RecaLLM: Addressing the Lost-in-Thought Phenomenon with Explicit In-Context Retrieval
TLDR
RecaLLM tackles LLM's 'lost-in-thought' by interleaving reasoning with explicit in-context retrieval, boosting long-context performance.
Key contributions
- RecaLLM addresses 'lost-in-thought' by interleaving reasoning with explicit in-context retrieval.
- Employs a negligible-overhead constrained decoding for verbatim evidence copying.
- Achieves strong performance on RULER and HELMET, outperforming baselines.

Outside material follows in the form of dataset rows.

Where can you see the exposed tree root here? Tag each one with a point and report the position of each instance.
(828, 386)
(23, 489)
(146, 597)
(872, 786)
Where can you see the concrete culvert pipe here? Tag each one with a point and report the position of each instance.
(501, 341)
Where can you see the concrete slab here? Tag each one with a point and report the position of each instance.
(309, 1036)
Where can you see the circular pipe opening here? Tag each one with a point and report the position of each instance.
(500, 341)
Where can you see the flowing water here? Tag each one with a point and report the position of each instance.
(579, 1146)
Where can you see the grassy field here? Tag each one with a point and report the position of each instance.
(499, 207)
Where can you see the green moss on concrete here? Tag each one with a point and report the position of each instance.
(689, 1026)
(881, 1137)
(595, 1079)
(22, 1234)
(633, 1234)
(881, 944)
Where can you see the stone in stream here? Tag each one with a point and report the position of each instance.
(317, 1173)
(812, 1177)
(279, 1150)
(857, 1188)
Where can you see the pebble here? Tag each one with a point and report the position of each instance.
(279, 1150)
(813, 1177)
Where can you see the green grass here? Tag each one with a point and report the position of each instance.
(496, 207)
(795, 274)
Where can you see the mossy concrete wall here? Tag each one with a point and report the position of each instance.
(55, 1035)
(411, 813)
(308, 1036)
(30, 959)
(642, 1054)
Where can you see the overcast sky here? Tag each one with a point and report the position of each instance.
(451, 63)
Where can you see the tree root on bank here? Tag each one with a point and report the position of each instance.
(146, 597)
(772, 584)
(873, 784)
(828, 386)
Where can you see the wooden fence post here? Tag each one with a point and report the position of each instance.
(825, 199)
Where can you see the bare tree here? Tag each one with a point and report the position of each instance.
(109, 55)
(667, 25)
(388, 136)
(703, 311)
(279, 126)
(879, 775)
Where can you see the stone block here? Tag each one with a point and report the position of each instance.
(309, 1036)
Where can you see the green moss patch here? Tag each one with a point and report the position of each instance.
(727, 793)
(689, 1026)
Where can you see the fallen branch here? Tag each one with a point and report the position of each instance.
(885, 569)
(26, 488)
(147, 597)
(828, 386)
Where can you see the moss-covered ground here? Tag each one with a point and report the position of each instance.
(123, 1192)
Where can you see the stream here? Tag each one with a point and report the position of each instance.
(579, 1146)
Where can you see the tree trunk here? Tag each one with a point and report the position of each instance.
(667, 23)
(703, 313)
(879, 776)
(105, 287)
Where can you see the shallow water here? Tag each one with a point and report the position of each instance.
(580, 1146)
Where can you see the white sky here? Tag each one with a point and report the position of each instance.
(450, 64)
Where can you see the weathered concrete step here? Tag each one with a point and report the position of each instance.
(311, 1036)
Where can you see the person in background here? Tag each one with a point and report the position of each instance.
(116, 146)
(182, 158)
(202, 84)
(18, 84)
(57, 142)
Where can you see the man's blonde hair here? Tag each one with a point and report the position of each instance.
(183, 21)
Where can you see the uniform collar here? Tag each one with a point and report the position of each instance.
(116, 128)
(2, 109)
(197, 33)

- Shows consistent gains up to 128K tokens using only 10K token training data.
Why it matters
LLMs often struggle with long contexts due to 'lost-in-thought,' where reasoning hinders subsequent retrieval. RecaLLM offers a novel approach by explicitly interleaving retrieval, significantly boosting performance on long-context tasks. This method also reduces the need for expensive long-context training data, making it a promising and efficient solution.
Original Abstract
We propose RecaLLM, a set of reasoning language models post-trained to make effective use of long-context information. In-context retrieval, which identifies relevant evidence from context, and reasoning are deeply intertwined: retrieval supports reasoning, while reasoning often determines what must be retrieved. However, their interaction remains largely underexplored. In preliminary experiments on several open-source LLMs, we observe that in-context retrieval performance substantially degrades even after a short reasoning span, revealing a key bottleneck for test-time scaling that we refer to as lost-in-thought: reasoning steps that improve performance also make subsequent in-context retrieval more challenging. To address this limitation, RecaLLM interleaves reasoning with explicit in-context retrieval, alternating between reasoning and retrieving context information needed to solve intermediate subproblems. We introduce a negligible-overhead constrained decoding mechanism that enables verbatim copying of evidence spans, improving the grounding of subsequent generation. Trained on diverse lexical and semantic retrieval tasks, RecaLLM achieves strong performance on two long-context benchmarks, RULER and HELMET, significantly outperforming baselines. Notably, we observe consistent gains at context windows of up to 128K tokens using training samples of at most 10K tokens, far shorter than those used by existing long-context approaches, highlighting a promising path toward improving long-context performance without expensive long-context training data.